Revised Common Lectionary Page for 24 October 2010 (22nd Sunday after Pentecost, Year C)

Joel 2:23-32 and Psalm 65Sirach 35:12-17 or Jeremiah 14:7-10, 19-22 and Psalm 84:1-72 Timothy 4:6-8, 16-18Luke 18:9-14

This week’s brief gospel reading, because isolated from the parables around it, made me ponder a verbal connection that I’d not paid much attention to.  For whatever reason, when in the past I’ve thought about the parable of the tax collector and the Pharisee, I’d always thought either of the “sinner’s prayer” that the tax collector is known for (I realize that many traditions call it the “Lord have mercy” or “kyrie eleison” prayer) or the contrast between the two men, but this time I noticed the ending of the parable, the punchline that accompanies some but not all of Jesus’ parables.

“I tell you that this man went down to his home justified rather than the Pharisee. For everyone who exalts himself will be humbled, but he who humbles himself will be exalted.” (18:14, NET)

When pressed to explain the concept of justification, I normally would stick within judicial categories, noting the judge’s-decision character of the category and noting as well its resonance with classical ethical texts.  But in this text, Jesus pairs it not with a statement about right standing with God or with a declaration of good moral character but with statement involving location.  One who exalts himself, who performs the reflexive action of lifting one’s self up, is the one who will be humbled, while the one already humble will be exalted.  In characteristic Lukan fashion, this brief saying blurs conventional lines between the “spiritual” and the “political” so that both the Pharisee’s social capital and his stiff neck could be at stake, just as the tax collector’s status as target of Zealotry and his private contrition are likely on the table.  But at any rate, the idea that justice is itself a sort of elevation reveals nicely that the “justice” that the prophets and that Jesus (himself the greatest of prophets) speak and write of is not the iron-clad enforcement of contracts, the sort of thing that Anselmian pictures of atonement focus so strongly upon and that Charles Dickens so often found monstrous, but a sort of dikaiosyne that, because of an abounding and abundant grace, can in fact elevate “whosoever believeth” without necessarily throwing others down.

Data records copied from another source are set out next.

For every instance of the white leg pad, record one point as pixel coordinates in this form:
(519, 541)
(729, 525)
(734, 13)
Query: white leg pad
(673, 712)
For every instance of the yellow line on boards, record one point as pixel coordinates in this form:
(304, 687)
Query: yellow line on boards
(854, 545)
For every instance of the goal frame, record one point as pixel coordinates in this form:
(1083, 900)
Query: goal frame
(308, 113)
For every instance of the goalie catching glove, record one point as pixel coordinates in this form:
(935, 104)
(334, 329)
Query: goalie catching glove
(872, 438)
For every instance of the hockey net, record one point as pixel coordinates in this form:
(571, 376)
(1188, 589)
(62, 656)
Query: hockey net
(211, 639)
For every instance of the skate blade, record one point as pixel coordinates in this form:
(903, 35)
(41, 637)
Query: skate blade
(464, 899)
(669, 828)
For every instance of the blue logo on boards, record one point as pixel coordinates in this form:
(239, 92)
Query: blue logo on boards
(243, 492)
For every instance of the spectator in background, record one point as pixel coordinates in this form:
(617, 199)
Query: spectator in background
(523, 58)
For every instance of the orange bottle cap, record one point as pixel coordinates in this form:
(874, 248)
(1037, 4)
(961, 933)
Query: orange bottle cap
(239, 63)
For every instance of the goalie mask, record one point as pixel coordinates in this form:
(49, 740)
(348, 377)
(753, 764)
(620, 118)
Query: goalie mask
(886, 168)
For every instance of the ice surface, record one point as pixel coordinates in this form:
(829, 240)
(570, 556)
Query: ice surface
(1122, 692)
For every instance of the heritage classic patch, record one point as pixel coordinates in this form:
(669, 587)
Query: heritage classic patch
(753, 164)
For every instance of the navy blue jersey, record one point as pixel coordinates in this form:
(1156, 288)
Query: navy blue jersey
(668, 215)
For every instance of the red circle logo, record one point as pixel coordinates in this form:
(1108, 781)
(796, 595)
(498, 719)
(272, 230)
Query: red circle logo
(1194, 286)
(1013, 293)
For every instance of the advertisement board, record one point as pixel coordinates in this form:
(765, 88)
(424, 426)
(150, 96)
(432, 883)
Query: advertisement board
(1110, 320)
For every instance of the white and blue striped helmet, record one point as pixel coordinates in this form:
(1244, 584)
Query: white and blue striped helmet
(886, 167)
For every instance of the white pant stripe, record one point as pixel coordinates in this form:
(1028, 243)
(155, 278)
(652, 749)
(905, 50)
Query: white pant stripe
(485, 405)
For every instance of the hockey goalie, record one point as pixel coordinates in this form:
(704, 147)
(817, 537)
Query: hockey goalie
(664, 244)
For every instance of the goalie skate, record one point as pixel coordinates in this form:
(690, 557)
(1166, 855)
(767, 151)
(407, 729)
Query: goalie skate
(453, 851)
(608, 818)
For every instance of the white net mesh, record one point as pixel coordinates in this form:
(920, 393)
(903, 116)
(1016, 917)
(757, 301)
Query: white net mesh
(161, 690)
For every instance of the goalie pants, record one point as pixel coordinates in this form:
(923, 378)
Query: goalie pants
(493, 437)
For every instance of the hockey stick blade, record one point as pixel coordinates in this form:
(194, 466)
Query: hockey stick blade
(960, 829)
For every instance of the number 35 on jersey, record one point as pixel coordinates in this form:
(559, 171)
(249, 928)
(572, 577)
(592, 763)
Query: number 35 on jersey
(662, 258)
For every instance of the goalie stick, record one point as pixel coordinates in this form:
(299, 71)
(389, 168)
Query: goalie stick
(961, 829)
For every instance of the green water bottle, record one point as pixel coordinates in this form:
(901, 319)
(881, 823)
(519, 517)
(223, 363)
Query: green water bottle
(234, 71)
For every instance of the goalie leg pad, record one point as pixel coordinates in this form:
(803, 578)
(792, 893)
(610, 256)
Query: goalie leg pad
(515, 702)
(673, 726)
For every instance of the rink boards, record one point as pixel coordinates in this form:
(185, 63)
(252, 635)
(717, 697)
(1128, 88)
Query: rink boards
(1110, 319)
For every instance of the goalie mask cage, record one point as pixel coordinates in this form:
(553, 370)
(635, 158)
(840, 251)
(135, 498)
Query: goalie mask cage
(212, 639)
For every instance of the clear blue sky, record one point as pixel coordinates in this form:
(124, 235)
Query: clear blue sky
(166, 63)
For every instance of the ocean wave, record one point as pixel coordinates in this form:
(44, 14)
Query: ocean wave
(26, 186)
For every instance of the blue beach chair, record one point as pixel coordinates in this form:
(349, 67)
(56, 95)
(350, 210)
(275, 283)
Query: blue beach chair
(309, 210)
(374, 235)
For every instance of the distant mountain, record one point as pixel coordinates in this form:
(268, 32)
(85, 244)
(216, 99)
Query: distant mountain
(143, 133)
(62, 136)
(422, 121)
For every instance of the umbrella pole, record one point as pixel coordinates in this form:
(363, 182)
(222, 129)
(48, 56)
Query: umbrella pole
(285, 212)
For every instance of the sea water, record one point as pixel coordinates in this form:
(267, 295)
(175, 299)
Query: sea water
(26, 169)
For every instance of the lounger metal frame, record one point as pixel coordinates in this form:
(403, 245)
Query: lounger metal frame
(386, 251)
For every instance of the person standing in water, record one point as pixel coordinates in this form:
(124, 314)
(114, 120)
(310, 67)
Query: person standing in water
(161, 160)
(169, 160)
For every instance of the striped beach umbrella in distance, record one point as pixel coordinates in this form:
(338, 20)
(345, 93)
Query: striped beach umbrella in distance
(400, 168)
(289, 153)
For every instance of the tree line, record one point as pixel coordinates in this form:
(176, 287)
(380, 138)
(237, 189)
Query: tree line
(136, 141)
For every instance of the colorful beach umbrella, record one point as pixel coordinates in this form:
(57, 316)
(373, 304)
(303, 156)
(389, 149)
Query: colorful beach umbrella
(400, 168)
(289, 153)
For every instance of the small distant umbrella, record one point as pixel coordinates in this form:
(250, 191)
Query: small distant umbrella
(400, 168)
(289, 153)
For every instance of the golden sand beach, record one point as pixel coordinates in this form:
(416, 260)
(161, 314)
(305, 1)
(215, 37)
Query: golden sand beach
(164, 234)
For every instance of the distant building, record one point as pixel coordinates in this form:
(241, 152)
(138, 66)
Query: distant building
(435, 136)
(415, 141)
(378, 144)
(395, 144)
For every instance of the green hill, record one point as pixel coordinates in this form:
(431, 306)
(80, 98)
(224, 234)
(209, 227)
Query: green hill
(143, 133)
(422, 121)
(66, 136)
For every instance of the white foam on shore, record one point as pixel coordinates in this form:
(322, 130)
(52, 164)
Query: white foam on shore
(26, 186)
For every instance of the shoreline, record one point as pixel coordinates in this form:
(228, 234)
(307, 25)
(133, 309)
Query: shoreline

I realize as I write this that I’m flying in the faces both of those concerned with social justice and those who have a strong sense of double-predestination.  And although one objection has more to do with the earth that breathing people inhabit and the other with the world that folks inhabit after they’ve stopped breathing, I think both objections at least need to exist in tension with big claims like this one in Luke.  Certainly the New Testament is no stranger either to the idea that those who proudly assert themselves as lords of the earth will face their day of judgment (cf. the Magnificat) or to the idea that there will be spiritual powers resisting Christ until they are thrown down (cf. the closing chapters of Revelation).  But I’m inclined, against both objections to extrapolate from those realities some sort of prior mathematical quota that will not be satisfied save with the completion of a certain degree of mortals’ suffering.  I’m aware both of the Marxists’ arguments (and remember that the Marxists are some of the sharpest theorists about Capitalism) about the finitude of the world and the infinity of the desires of the warring classes; and I’m aware of the trilemma that predestination treatises lay forward about saving none, saving some, and saving all.  But once again, as the disciple of Walter Brueggemann that I’ve become, I tend to read such statements as this one, that seem to extend offers of divine grace as far as those being saved will take them, as serious statements rather than hyperbole or wishful thinking or anthropomorphism or whatever the “don’t believe what the text seems to be saying” device of the season happens to be.

That digression out of the way, this text stands as a reminder for the Church as we approach the season of Advent that humility, properly conceived of as knowing one’s place in the schemata of creation and redemption, is a central virtue for the Christian witness not because God wants us to feel like crap about ourselves but precisely because our mission, to tell truthfully the gospel of Christ and thus to make disciples of the King, is entirely too important to lose a grasp on the truth, namely that those preaching salvation are also those being saved.  May our eyes remain open, looking now in the mirror at our sinfulness, then on the world languishing and waiting for the truth, then perhaps once more, lest we confuse ourselves with the King whom we proclaim.